After handing over, the lead Consultant chose to go for a central line as “all his veins had collapsed” . . . this of course made me feel heaps better after my abysmal failure at I/V access earlier.  I asked the Consultant why his blood sugars were so low (the blood gases had come back saying they were 0.3) and he ventured that it was possibly to do with “overwhelming sceptic shock and that his organs were possibly giving up”.  And without looking up from his work he concluded nonchalantly;

” . . . and that he’s possibly dying”

I didn’t know what to say to that.  So, I did what I thought was the next best thing – and whatever any other blithering idiot would do in my place – I patted the patient’s hand and mumbled the words, “I’m sorry” . . . before leaving.

I didn’t say sorry because I thought he was going to die.  In fact, later on, the Consultant seemed more positive in his prognosis.  I said sorry because I’d fallen foul of that one word I’d hoped I never would fall foul of . . . complacency.  We’d seen this man’s presentation and they resembled any other presentation of tummy ache from someone who was wanting attention.  And like a fish to bait, we’d fallen for it.  Hook, line and sinker.  I said sorry because as early as seeing his stomach, I knew complacency had bitten us on the bum.

Don’t get me wrong, our treatment wouldn’t have changed for this man.  And we did everything we could – and as fast as we could at that.  And by all accounts there may have been a positive outcome for him.  Who knows.  But it can still leave a bitter taste in your mouth when you know you could have been a tad more compassionate or understanding.

I reckon its good to have these subtle moments of clarity.  Or the “bite-you-on-the-bum” instances as they’re sometimes called.  For me at least, it allows a certain amount of reflection.  And it allows me to ‘re-direct’ myself somewhat, back on to the path of the reason why I joined this job in the first place.

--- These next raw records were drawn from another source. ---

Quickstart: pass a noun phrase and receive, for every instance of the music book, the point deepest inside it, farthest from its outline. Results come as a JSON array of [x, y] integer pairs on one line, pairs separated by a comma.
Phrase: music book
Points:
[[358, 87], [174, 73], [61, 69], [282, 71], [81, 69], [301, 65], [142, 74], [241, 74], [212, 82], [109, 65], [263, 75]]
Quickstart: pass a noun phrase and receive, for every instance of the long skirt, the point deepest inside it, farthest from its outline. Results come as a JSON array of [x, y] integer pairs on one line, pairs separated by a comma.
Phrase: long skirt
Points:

After finishing at hospital we decided to head back to station and give the ambulance a clean . . . a thorough clean!  I mean NOTHING was left untouched.  And after that – we put all our clothes into clinical waste bags for incineration.  And after that, had a thoroughly good shower . . . and after that, we then went home.

It was an odd shift with an interesting off-job.  One I’d certainly like to try and chase up some time.  And for now, I’ll keep complacency at bay . . . well, for now at least.


*Marvin is not his real name – of course.  But Marvin is my new crew mate . . . for the time being anyway.